Pakistan's Musharraf wins vote of confidence

 

President Pervez Musharraf won a vote of confidence in both houses of Pakistan's parliament and four provincial assemblies today, keeping him in power until late 2007, officials said.

The vote means Mr Musharraf, who took power in a 1999 bloodless coup, will remain president until late 2007. It follows the approval this week of a series of constitutional amendments by both houses of parliament that gave him vast powers, including the authority to dismiss the elected government.

"The Senate, National Assembly and four provincial assemblies have expressed their confidence in President Musharraf," chief election commissioner Mr Irshad Hasan Khan said on national television, announcing the results.

General Musharraf, he said, "is hereby declared elected".

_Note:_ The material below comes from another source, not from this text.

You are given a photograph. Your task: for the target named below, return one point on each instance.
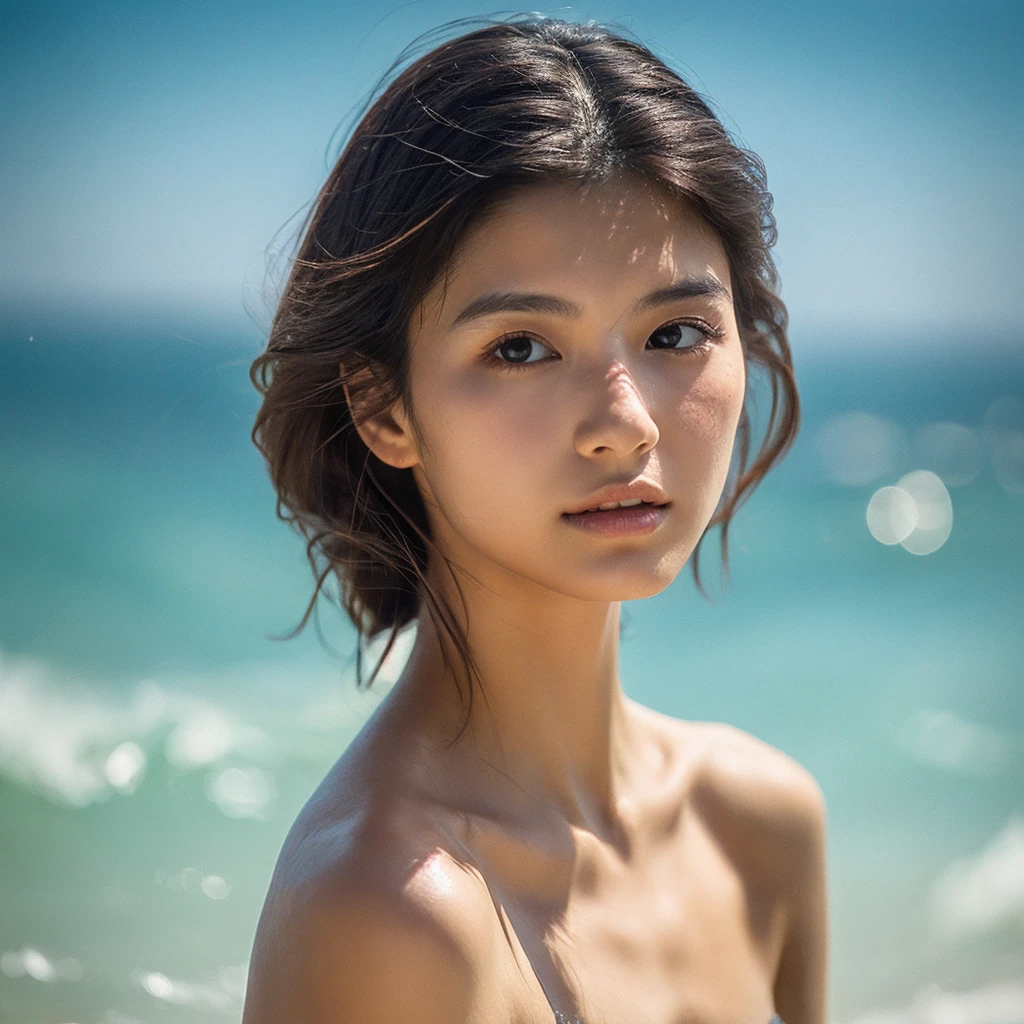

The vote is a timely boost for Musharraf ahead of the visit of Indian Prime Minister Atal Behari Vajpayee for an important regional summit in Islamabad beginning Sunday. Official results showed Mr Musharraf secured 658 votes in total, out of 1,170 seats in all assemblies.

There was only one vote against Mr Musharraf after opposition parties boycotted the vote or abstained.

"Parliament has consolidated his position," Prime Minister Zafarullah Khan Jamali told reporters inside parliament.

Mr Musharraf was supported in the vote by the Jamali's military-backed coalition government. The constitutional amendments were also backed by a hardline Islamic alliance, the Muttahida Majlis-e-Amal (MMA), to give Musharraf the two-thirds majority he needed.

But the Islamist parties abstained in the confidence vote where Musharraf only needed a simple majority.

Before the vote, parliamentarians from secular opposition parties staged noisy protests in both houses of parliament, chanting "go Musharraf go".

They then walked out to boycott the vote. "It is most unfortunate that the new year has begun on a such a sad note," said Senator Farhatullah Babar, spokesman for the Pakistan Peoples' Party of former Prime Minister Benazir Bhutto.

"The democratic opposition condemn and reject this intrusion into the presidency and the parliament by a serving military general," he said.

Mr Musharraf handed some powers to a prime minister after elections in October 2002, but remains easily the most powerful man in the country. Under a deal with the MMA, Mr Musharraf will keep the post of military chief until the end of 2004.

The MMA, which vehemently opposes Mr Musharraf's decision to side with the United States in war against terror, has said that it supported the amendments to end a political deadlock which had paralysed both houses of parliament since the 2002 elections.

Analysts say Mr Musharraf has strengthened his position by getting parliamentary approval for his presidency and for constitutional changes he introduced after returning the country to democracy in 2002.

Mr Musharraf, a staunch ally of Washington in the war against terror, survived a suicide bombing on Thursday blamed on Islamic militants, the second assassination attempt in 11 days.